Attorney-at-Law

YA GOTTA DO IT TO ACCRUE IT – PART DEUX

In Uncategorized on 07/23/2014 at 16:40

Old-time followers of this my blog might just possibly recall the story of VECO Corporation and Subsidiaries, as more fully set forth in my blog post entitled “Ya Gotta Do it To Accrue It”, 11/20/13.

Well, it’s the same story for Giant Eagle, Inc., 2014 T. C. Memo. 146, filed 7/23/14, with Judge Haines taking up where Judge Marvel left off.

No, this isn’t about prohibited bird parts in Rauschenberg collages, as in my blogpost “The Eagle Sleeps Tonight – Part Deux”, 5/21/13. This is about a grocery and gas chain that gave frequent eater points to its customers, that allowed them, if they ate enough, to gas up (their vehicles) at reduced rates.

The Eagle gang wanted to accrue the expense of the earned eater points as earned, because their customers could redeem them. They argued the Section 461 accrual test, and the Reg. Sec. 1.451-4 future redemption cost offset to current revenue.

IRS concedes one prong of the three-prong accrual test; that the amounts earned can be computed with reasonable accuracy, but “all events” necessary to fix liability hadn’t happened in the year that the expense is accrued.

Before the frequent eater points could be redeemed, the frequent eater had to gas up at the Eagle gang’s pumps. Even with enough points, a frequent eater might not be a frequent gasser, and the points could expire 90 days after being earned.

And for that reason the Reg. Sec. 1.451-4 gambit fails.
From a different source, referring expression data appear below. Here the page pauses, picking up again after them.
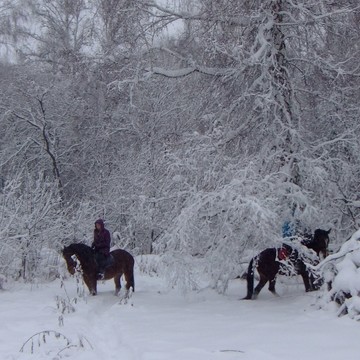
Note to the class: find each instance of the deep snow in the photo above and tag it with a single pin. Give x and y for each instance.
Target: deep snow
(158, 324)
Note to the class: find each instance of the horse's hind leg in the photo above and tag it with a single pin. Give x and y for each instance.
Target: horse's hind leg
(129, 277)
(272, 286)
(117, 282)
(259, 286)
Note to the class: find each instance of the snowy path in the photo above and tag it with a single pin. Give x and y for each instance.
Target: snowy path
(160, 325)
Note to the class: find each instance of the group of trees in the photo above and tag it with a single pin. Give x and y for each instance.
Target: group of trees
(193, 128)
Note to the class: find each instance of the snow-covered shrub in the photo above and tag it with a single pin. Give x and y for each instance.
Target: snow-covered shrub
(341, 272)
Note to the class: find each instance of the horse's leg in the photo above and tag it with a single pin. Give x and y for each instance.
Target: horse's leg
(117, 281)
(260, 285)
(129, 278)
(272, 283)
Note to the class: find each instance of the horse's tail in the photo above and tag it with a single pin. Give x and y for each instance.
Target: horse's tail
(130, 276)
(250, 280)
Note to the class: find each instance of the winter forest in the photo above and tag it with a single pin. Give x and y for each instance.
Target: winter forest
(193, 128)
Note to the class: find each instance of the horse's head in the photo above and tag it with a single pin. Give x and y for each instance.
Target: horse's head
(71, 263)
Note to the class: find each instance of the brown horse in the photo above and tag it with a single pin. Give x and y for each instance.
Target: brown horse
(122, 263)
(287, 260)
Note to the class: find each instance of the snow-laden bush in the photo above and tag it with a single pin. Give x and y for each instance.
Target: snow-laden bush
(342, 274)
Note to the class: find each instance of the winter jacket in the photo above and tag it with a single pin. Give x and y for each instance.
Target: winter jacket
(102, 239)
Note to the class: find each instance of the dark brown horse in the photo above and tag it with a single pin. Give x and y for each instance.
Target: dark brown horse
(287, 260)
(121, 263)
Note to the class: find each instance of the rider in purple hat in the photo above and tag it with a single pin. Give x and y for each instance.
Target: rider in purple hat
(101, 246)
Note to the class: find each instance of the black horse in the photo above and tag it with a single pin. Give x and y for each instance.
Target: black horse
(121, 263)
(287, 260)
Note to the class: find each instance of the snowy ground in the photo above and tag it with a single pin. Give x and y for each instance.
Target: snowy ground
(157, 324)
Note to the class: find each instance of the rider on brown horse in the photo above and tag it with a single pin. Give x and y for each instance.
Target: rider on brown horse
(101, 246)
The frequent eater has to do more than just turn in the points to get the “merchandise, cash, or other property” which are the hooks to get the taxpayer anchored within Reg. Sec. 1.451-4(a)(1) safe harbor. The frequent eater has to buy the gas, or the frequent eater gets nothing.

“Allowing a present deduction with respect to redemptions conditioned on an additional purchase can result in a mismatching of expenses and revenues, contrary to the regulation’s primary purpose.” 2014 T. C. Memo. 146, at p. 12.

And even though a sufficiently gluttonous frequent eater could accumulate enough points to get a tank of gas for nothing, that still depends upon the price of gas at the time the frequent eater becomes a frequent gasser. So the benefit is not fixed until the additional purchase (even for zero) is made.